Architecture performance guidelines

Edit on GitHub

Performance shows the response of a system to carrying out certain actions for a certain period. Performance is an important quality attribute in each application architecture that can impact user experience behavior and business revenues. Therefore, we highly recommend following the best practices and avoiding performance drawbacks in the architecture design.

This article explains the bad and best architecture practices that can affect applications’ performance in the very end servers.

General performance challenges in architecture design

Below, you will find the most common architecture design mistakes and impediments that one makes to fulfill the business requirements, but that can also entail performance issues.

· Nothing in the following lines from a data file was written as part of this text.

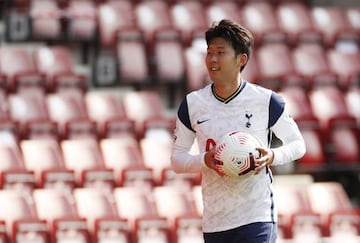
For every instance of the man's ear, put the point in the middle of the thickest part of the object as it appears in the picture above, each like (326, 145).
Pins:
(242, 59)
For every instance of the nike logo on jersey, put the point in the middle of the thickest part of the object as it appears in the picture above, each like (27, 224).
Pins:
(201, 121)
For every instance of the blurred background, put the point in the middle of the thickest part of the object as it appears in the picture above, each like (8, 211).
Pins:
(88, 96)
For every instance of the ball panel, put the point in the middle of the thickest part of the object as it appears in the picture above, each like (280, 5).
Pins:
(234, 151)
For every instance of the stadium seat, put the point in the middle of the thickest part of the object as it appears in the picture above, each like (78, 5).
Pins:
(107, 110)
(68, 110)
(196, 73)
(156, 154)
(152, 16)
(82, 21)
(311, 62)
(259, 17)
(177, 205)
(295, 20)
(218, 10)
(123, 156)
(337, 124)
(132, 58)
(296, 218)
(4, 109)
(100, 211)
(346, 65)
(3, 233)
(330, 200)
(18, 66)
(14, 174)
(29, 110)
(251, 72)
(168, 72)
(148, 111)
(57, 63)
(59, 210)
(353, 16)
(44, 157)
(189, 17)
(113, 16)
(84, 157)
(334, 25)
(46, 23)
(19, 214)
(352, 99)
(137, 205)
(301, 110)
(280, 71)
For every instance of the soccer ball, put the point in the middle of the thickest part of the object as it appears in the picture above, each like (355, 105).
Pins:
(234, 151)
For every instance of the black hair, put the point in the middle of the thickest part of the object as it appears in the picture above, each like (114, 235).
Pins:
(240, 38)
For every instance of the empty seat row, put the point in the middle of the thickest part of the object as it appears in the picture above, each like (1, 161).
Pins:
(289, 21)
(315, 211)
(312, 210)
(73, 114)
(275, 65)
(48, 68)
(126, 215)
(70, 163)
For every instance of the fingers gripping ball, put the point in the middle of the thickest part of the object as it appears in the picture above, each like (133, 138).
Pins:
(236, 151)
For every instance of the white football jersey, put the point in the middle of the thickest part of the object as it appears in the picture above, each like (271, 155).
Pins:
(204, 117)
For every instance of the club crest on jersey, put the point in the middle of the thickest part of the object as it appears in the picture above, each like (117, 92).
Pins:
(248, 117)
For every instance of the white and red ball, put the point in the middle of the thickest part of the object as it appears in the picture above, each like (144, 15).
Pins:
(234, 150)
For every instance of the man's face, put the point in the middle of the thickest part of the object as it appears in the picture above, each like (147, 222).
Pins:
(221, 62)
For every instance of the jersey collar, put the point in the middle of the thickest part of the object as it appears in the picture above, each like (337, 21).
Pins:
(232, 96)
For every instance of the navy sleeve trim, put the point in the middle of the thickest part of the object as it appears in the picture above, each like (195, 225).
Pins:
(276, 108)
(183, 114)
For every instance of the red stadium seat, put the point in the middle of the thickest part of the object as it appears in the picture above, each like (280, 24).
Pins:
(189, 17)
(45, 20)
(82, 18)
(29, 110)
(353, 16)
(107, 110)
(329, 199)
(251, 72)
(301, 110)
(352, 99)
(177, 205)
(19, 214)
(57, 63)
(13, 172)
(156, 154)
(68, 110)
(148, 112)
(280, 71)
(218, 10)
(137, 205)
(339, 126)
(132, 59)
(334, 25)
(168, 72)
(311, 62)
(152, 16)
(295, 214)
(3, 233)
(18, 66)
(44, 157)
(58, 207)
(295, 20)
(84, 157)
(99, 210)
(123, 156)
(113, 16)
(346, 65)
(259, 17)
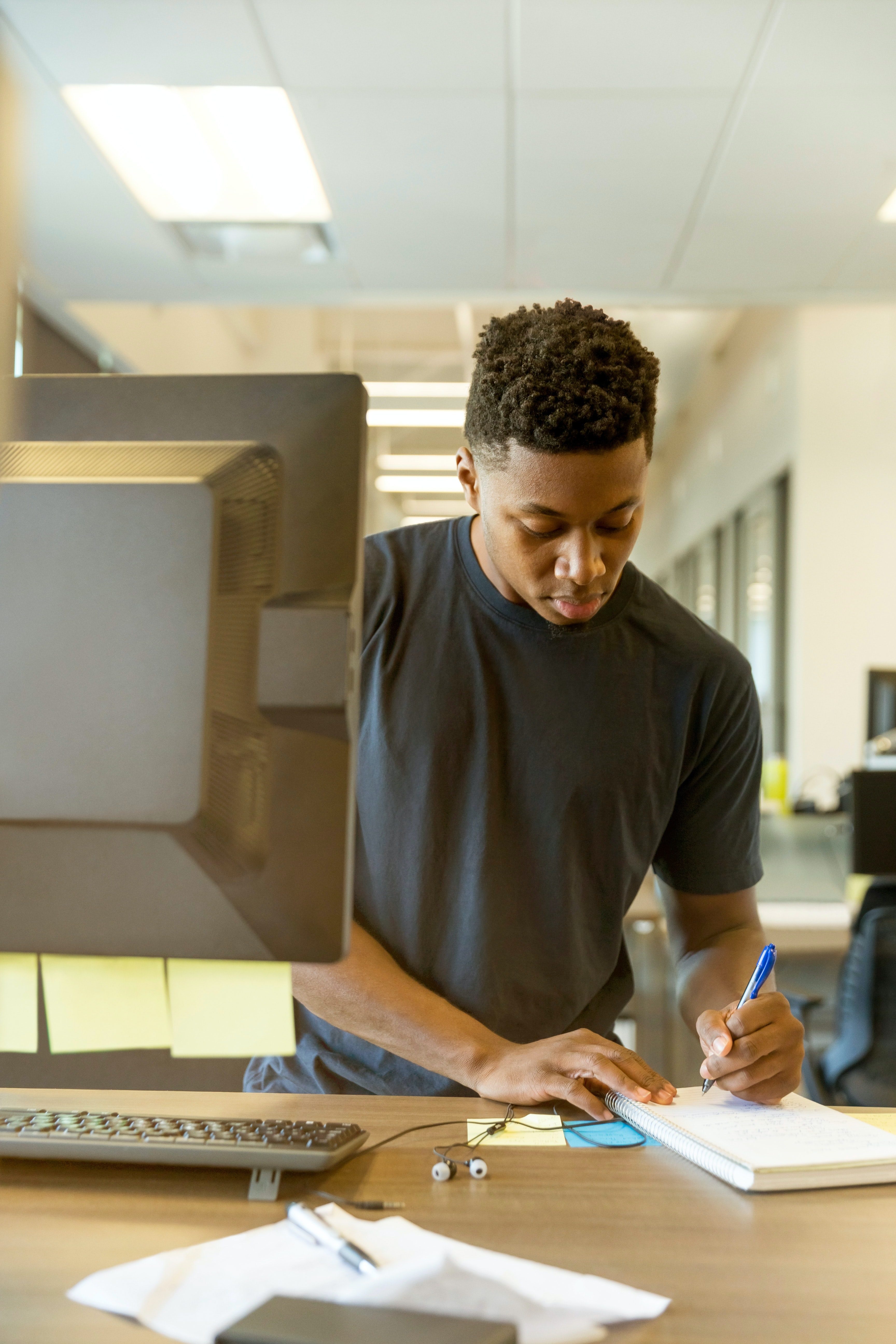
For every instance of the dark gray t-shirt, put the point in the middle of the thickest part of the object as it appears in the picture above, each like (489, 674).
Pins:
(515, 781)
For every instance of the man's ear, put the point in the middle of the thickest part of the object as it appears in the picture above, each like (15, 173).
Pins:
(469, 478)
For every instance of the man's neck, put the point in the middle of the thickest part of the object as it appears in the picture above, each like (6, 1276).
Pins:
(494, 576)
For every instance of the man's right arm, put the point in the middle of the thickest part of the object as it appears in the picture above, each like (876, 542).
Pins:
(369, 995)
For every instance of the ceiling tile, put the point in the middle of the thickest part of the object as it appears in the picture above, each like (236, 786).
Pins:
(175, 42)
(569, 45)
(391, 46)
(802, 178)
(831, 45)
(417, 185)
(870, 261)
(605, 185)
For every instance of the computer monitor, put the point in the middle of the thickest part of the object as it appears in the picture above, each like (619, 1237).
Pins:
(180, 588)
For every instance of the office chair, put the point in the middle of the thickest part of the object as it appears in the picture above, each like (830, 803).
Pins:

Duplications of slow operations

Sometimes, because of business requirements, it’s mandatory to have a slow operation during one transaction. This slow part of functionality might be very small and hidden behind an API, but the usage of this API can go out of control.

Let’s consider an example illustrating the impact of a bad architecture design with slow operations. Imagine you have a method called caluculateDiscount() that generates some discounts for cart items. However, each call of this method takes 100ms, which might be a proper response time for an API. Now think of another business requirement when you need to calculate the discount for 10 separated groups of items in the cart. In this case, you need to call the caluculateDiscount() method 10 times, leading to 1000ms (1 second), which already poses a performance problem.

Duplications of database queries

During the project implementation, sometimes developers might execute similar queries that return the same result or subset of data from it in one transaction. Therefore, architects should ensure that the database interactions are set to the lowest possible number. They can achieve this by:

  • Merging several queries into one query with a bigger result (unfiltered).
  • Aggregating the duplicate query to one query and sharing the result with the stack of the code execution (memory).

Make sure you carefully check for memory leaks during the query optimizations, as the results will be bigger or shared in one transaction.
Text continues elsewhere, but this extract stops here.